I see both sides of the coin with opposite sex friends. The other night, a male friend called me because he's intimidated by a woman he's dating LOL It was a ridiculous conversation that I cut short, and the whole time, my husband was right there--- adding advice.

I think if things are hidden, it's a problem.

I think if the friendship starts to take priority, it's a problem.

I think if you share things with the friend that you don't share with your spouse, it's a problem.

I don't talk about my marriage to my male friends. They talk to me about their gfs....I will not talk to married men alone. No matter what.


----------



## meson (May 19, 2011)

that_girl said:


> :rofl:
> 
> I see both sides of the coin with opposite sex friends. The other night, a male friend called me because he's intimidated by a woman he's dating LOL It was a ridiculous conversation that I cut short, and the whole time, my husband was right there--- adding advice.
> 
> ...


This is a good set of boundaries. In addition both spouses need to agree on what these boundaries are and what is and is not good to talk about. Then there needs to be transparency so that if things get out of hand it's noticed by the spouse. 

The real risk is that the friendship becomes so rewarding that it triggers dopamine and other neural transmitters that you become addicted to. Then you begin escalating contact and intimacy sometimes without even realizing it. This is often easier for a spouse to see then the people involved. One should step back every so often and takes a real look at ones actions to verify that they really are not going beyond the friendship level. If you are not able to be honest with yourself then oposite sex friends are not a good idea.


----------



## Trenton (Aug 25, 2010)

Amp...too funny!

In the TAM movie I want to be played by Rosie O'Donnel to really drive home my hard nosed views.


----------



## TimeHeals (Sep 26, 2011)

I want to be played by the drill seargent in this video:

GEICO - Sarge - YouTube


----------



## Conrad (Aug 6, 2010)

Trenton said:


> Amp...too funny!
> 
> In the TAM movie I want to be played by Rosie O'Donnel to really drive home my hard nosed views.


She's really convincing.


----------



## realitybites (Oct 12, 2011)

I'll thrown in my 2 cents worth. It always seems to come back to the strength of the marriage, openness, and situations. I guess if my marriage were strong and healthy, I don't suppose I would have any issue with my wife having men friends. However, I would hope that she would include me in that friendship and that I would get to know him as well and even make a good friend. I would also hope the opposite would be true. And I don't think whether that friend is married makes much of a difference (maybe some but not completely). I am assuming here that if the marriage is strong and healthy, that the wife or husband would have the desire to ensure that their own interactions with that person is healthy and not damaging to the marriage. And the more open and honest and inclusive you are with your spouse about your opp sex friend, then I think it can work.

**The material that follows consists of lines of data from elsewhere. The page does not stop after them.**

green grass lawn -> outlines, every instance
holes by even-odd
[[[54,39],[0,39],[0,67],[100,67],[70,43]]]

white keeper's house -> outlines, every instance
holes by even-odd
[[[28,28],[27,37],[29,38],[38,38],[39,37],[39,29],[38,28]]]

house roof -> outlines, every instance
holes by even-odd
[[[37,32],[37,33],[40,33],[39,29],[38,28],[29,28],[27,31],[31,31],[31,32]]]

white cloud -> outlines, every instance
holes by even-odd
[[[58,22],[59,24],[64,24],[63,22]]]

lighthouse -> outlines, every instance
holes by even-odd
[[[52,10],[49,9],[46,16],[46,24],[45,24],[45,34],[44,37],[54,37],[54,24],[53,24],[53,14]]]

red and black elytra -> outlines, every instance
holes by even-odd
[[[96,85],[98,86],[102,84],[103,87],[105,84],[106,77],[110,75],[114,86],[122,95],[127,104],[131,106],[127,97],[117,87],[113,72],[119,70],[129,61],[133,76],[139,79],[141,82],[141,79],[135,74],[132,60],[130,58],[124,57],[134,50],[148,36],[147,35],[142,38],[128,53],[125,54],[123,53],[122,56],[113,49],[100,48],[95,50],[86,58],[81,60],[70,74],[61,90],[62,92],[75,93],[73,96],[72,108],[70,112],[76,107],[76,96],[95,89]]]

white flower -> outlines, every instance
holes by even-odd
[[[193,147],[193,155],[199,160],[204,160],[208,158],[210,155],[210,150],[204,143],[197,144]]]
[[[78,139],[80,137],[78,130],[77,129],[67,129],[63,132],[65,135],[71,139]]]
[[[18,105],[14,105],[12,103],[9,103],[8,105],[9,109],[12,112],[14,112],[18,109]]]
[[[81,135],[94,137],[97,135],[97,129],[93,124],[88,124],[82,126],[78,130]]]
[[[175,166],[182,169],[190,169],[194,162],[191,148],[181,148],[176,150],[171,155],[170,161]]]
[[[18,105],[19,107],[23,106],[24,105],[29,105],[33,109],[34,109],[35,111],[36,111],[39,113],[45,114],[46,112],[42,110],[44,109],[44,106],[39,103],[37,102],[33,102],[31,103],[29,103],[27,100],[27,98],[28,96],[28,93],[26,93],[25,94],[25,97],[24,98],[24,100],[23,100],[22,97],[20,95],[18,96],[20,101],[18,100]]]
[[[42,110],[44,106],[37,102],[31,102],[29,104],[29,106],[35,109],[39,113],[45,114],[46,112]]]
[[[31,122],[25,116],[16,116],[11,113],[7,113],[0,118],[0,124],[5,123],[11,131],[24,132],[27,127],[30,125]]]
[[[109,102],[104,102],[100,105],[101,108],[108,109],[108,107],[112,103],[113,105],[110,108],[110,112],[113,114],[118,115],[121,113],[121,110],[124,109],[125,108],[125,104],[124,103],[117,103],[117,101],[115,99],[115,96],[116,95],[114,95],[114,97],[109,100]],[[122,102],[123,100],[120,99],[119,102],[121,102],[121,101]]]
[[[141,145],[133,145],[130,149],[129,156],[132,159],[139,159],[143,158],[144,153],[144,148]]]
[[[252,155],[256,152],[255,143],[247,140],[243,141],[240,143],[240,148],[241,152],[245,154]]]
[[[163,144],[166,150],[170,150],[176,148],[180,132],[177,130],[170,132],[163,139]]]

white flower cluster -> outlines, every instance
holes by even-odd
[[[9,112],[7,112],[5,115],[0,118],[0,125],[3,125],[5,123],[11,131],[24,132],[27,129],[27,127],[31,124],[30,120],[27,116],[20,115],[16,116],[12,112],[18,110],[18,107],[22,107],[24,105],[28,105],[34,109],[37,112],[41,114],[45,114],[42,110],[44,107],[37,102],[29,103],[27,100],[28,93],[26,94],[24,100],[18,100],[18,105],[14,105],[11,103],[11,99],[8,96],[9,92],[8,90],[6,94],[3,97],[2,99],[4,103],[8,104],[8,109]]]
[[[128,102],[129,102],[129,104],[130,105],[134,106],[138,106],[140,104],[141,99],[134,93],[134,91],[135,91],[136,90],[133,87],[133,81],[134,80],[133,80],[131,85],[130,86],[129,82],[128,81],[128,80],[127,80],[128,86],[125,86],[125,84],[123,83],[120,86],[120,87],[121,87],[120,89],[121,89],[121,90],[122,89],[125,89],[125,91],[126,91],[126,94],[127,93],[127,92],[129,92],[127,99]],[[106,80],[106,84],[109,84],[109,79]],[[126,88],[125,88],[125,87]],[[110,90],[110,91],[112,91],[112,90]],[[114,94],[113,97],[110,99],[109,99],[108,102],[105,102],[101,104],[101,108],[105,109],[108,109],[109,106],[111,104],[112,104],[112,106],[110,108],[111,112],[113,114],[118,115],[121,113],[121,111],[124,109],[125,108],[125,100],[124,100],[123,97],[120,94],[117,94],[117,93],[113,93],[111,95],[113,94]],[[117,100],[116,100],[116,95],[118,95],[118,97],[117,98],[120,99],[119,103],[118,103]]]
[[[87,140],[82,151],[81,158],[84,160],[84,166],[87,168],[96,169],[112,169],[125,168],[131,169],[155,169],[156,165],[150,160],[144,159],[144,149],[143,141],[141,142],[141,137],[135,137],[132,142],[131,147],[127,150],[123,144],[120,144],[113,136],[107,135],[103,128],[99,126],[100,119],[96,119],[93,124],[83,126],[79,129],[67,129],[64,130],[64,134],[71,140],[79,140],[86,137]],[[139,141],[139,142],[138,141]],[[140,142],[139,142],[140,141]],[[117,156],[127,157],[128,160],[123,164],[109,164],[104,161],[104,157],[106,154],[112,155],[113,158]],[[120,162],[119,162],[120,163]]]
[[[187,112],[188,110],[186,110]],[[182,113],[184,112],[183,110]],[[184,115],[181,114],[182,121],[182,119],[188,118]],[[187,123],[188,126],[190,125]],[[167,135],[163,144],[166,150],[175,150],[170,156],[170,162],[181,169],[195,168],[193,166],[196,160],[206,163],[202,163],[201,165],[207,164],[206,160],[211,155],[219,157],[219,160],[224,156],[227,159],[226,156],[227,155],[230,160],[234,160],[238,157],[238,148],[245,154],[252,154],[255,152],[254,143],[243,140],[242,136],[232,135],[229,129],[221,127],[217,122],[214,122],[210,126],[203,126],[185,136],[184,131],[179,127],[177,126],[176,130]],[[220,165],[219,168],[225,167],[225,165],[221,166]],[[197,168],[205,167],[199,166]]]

But the minute that things are kept hidden that's where the trouble can begin. And I say this to both sides! If she were to start spending more time with the guy than me, or I with another woman, that should be huge red flags. And especially when the trials of marriage come, then the door of temptation is wide open! It's so easy to confide in that friend about your martial troubles, and whether you meant to or not, something can develop there, even without you realizing it.

At least in my situation, if my wife wanted to come back to me, I would have severe trust issues with her and any friendships involving men.

But I suppose since I need to generalize, if the marriage is strong and healthy, then opposite sex friends CAN work.


----------



## TimeHeals (Sep 26, 2011)

realitybites said:


> But I suppose since I need to generalize, if the marriage is strong and healthy, then opposite sex friends CAN work.


I think you should read up on healthy, appropriate boundaries in a marriage:

Affair Prevention: What are appropriate boundaries for Marriage? - beyondaffairs.com


----------



## bubbly girl (Oct 11, 2011)

I asked my husband this question a while ago and he said he knows how men think and absolutely no. Being a woman, I have no idea what or how men think about women except what I'm told so I trust what my husband says. He knows men better than me!


----------



## realitybites (Oct 12, 2011)

TimeHeals said:


> I think you should read up on healthy, appropriate boundaries in a marriage:
> 
> Affair Prevention: What are appropriate boundaries for Marriage? - beyondaffairs.com


That's probably one of the best things I've read on the subject (not that I've read much). But it seems to be spot on.


----------



## Kobo (May 13, 2010)

TimeHeals said:


> I think you should read up on healthy, appropriate boundaries in a marriage:
> 
> Affair Prevention: What are appropriate boundaries for Marriage? - beyondaffairs.com


"Couples need to be realistically aware of the fact that our marriages are all vulnerable to affairs"

This is the most important line in that article. Once you realize that you do things to help prevent even the temptation from creeping in.


----------